From mboxrd@z Thu Jan  1 00:00:00 1970
Return-Path: <owner-linux-mm@kvack.org>
Received: from mail-pd0-f181.google.com (mail-pd0-f181.google.com [209.85.192.181])
	by kanga.kvack.org (Postfix) with ESMTP id 7BECF6B0035
	for <linux-mm@kvack.org>; Wed, 16 Oct 2013 22:47:21 -0400 (EDT)
Received: by mail-pd0-f181.google.com with SMTP id y13so1935529pdi.40
        for <linux-mm@kvack.org>; Wed, 16 Oct 2013 19:47:21 -0700 (PDT)

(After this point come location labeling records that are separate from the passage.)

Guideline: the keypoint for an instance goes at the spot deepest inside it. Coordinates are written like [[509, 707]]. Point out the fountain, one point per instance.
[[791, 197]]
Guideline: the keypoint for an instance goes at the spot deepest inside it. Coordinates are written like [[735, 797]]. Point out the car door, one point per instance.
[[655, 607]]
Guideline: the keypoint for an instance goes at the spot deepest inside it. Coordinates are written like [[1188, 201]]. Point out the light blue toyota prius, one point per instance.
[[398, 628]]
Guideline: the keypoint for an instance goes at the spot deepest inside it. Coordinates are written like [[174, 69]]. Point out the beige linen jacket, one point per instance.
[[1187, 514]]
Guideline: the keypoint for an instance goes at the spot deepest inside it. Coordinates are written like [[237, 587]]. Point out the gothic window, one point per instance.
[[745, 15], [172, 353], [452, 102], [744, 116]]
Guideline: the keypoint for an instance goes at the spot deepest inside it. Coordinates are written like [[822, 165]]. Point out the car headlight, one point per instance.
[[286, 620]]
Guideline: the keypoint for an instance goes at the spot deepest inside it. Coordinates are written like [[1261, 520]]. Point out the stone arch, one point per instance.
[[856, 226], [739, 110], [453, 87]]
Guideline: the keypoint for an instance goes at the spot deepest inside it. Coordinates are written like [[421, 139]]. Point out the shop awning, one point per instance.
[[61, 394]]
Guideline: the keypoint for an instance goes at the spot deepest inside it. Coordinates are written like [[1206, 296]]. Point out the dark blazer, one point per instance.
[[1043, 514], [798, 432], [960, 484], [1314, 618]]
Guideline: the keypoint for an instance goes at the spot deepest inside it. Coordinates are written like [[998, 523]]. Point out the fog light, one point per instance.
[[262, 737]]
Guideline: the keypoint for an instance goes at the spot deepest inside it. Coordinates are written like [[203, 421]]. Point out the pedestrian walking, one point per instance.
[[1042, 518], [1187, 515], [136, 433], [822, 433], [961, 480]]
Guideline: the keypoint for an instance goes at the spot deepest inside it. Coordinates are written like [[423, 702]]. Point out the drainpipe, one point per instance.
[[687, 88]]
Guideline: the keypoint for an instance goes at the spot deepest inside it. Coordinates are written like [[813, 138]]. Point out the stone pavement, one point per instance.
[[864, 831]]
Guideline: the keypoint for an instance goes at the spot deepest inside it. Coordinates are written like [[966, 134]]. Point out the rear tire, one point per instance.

Date: Thu, 17 Oct 2013 11:47:27 +0900
From: Minchan Kim <minchan@kernel.org>
Subject: Re: [PATCH 2/2] mm: add a field to store names for private anonymous
 memory
Message-ID: <20131017024727.GB20943@bbox>
References: <1381800678-16515-1-git-send-email-ccross@android.com>
 <1381800678-16515-2-git-send-email-ccross@android.com>
 <20131016003347.GC13007@bbox>
 <CAMbhsRTe9Vwa-zrebuKeJKpy-AhsSeiFD5nKU_-sNd2G2D-+og@mail.gmail.com>
MIME-Version: 1.0
Content-Type: text/plain; charset=us-ascii
Content-Disposition: inline
In-Reply-To: <CAMbhsRTe9Vwa-zrebuKeJKpy-AhsSeiFD5nKU_-sNd2G2D-+og@mail.gmail.com>
Sender: owner-linux-mm@kvack.org
List-ID: <linux-mm.kvack.org>
To: Colin Cross <ccross@android.com>
Cc: lkml <linux-kernel@vger.kernel.org>, Pekka Enberg <penberg@kernel.org>, Dave Hansen <dave.hansen@intel.com>, Peter Zijlstra <peterz@infradead.org>, Ingo Molnar <mingo@kernel.org>, Oleg Nesterov <oleg@redhat.com>, "Eric W. Biederman" <ebiederm@xmission.com>, Jan Glauber <jan.glauber@gmail.com>, John Stultz <john.stultz@linaro.org>, Rob Landley <rob@landley.net>, Andrew Morton <akpm@linux-foundation.org>, Cyrill Gorcunov <gorcunov@openvz.org>, Kees Cook <keescook@chromium.org>, "Serge E. Hallyn" <serge.hallyn@ubuntu.com>, David Rientjes <rientjes@google.com>, Al Viro <viro@zeniv.linux.org.uk>, Hugh Dickins <hughd@google.com>, Rik van Riel <riel@redhat.com>, Mel Gorman <mgorman@suse.de>, Michel Lespinasse <walken@google.com>, Tang Chen <tangchen@cn.fujitsu.com>, Robin Holt <holt@sgi.com>, Shaohua Li <shli@fusionio.com>, Sasha Levin <sasha.levin@oracle.com>, Johannes Weiner <hannes@cmpxchg.org>, Peter Zijlstra <a.p.zijlstra@chello.nl>, "open list:DOCUMENTATION" <linux-doc@vger.kernel.org>, "open list:MEMORY MANAGEMENT" <linux-mm@kvack.org>

On Wed, Oct 16, 2013 at 01:00:03PM -0700, Colin Cross wrote:
> On Tue, Oct 15, 2013 at 5:33 PM, Minchan Kim <minchan@kernel.org> wrote:
> > Hello,
> >
> > On Mon, Oct 14, 2013 at 06:31:17PM -0700, Colin Cross wrote:
> >> In many userspace applications, and especially in VM based
> >> applications like Android uses heavily, there are multiple different
> >> allocators in use.  At a minimum there is libc malloc and the stack,
> >> and in many cases there are libc malloc, the stack, direct syscalls to
> >> mmap anonymous memory, and multiple VM heaps (one for small objects,
> >> one for big objects, etc.).  Each of these layers usually has its own
> >> tools to inspect its usage; malloc by compiling a debug version, the
> >> VM through heap inspection tools, and for direct syscalls there is
> >> usually no way to track them.
> >>
> >> On Android we heavily use a set of tools that use an extended version
> >> of the logic covered in Documentation/vm/pagemap.txt to walk all pages
> >> mapped in userspace and slice their usage by process, shared (COW) vs.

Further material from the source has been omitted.